"Krone" vor Ort

Syrien versinkt im Blut, der Libanon verzweifelt

Ausland
12.12.2015 07:51

250.000 Kriegstote - Syrien versinkt im Blut! Millionen flüchten vor Machthaber Bashar al-Assad und den IS-Mördern in den Libanon. In Flüchtlingslagern macht sich die Verzweiflung breit. Ein Lokalaugenschein über Caritas-Hilfe an der Grenze.

Wer die geschockten Gesichter, die leeren Augen traumatisierter Mädchen und die ängstlichen Blicke verstörter Buben gesehen hat, versteht in der Sekunde den Unterschied zwischen Kriegs- und Wirtschaftsflüchtlingen. Hier im Libanon, in einem der Dutzenden Lager der Bekaa-Ebene, wo sich nun 400.000 Vertriebene in Zelten, Verschlägen oder Garagen vor dem mörderischen Winter mit minus 20 Grad verbarrikadieren, regiert die Hoffnungslosigkeit. Zwei Millionen aus der syrischen Bürgerkriegshölle Entkommene sitzen in dem der Größe Tirols entsprechenden Ministaat mit 4,5 Millionen Einwohnern fest.

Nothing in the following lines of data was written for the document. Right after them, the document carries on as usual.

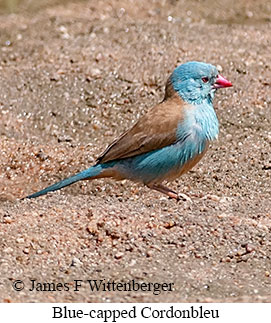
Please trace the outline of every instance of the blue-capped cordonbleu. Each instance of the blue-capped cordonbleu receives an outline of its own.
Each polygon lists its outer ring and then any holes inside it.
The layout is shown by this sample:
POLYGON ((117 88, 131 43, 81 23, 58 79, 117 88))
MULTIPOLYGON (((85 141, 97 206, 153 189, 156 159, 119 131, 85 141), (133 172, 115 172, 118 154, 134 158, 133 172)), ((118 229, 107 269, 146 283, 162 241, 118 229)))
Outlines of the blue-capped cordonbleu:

Hass gegen Flüchtlinge macht sich breit
Da somit fast jeder Dritte im Zedernstaat ein Flüchtling ist, brodelt es bereits wie in einem Hexenkessel: Einheimische bangen um ihre Jobs, der libanesische Wirtschaftsmotor ist im fünften Jahr der Misere ins Stottern gekommen, Fremdenhass macht sich breit.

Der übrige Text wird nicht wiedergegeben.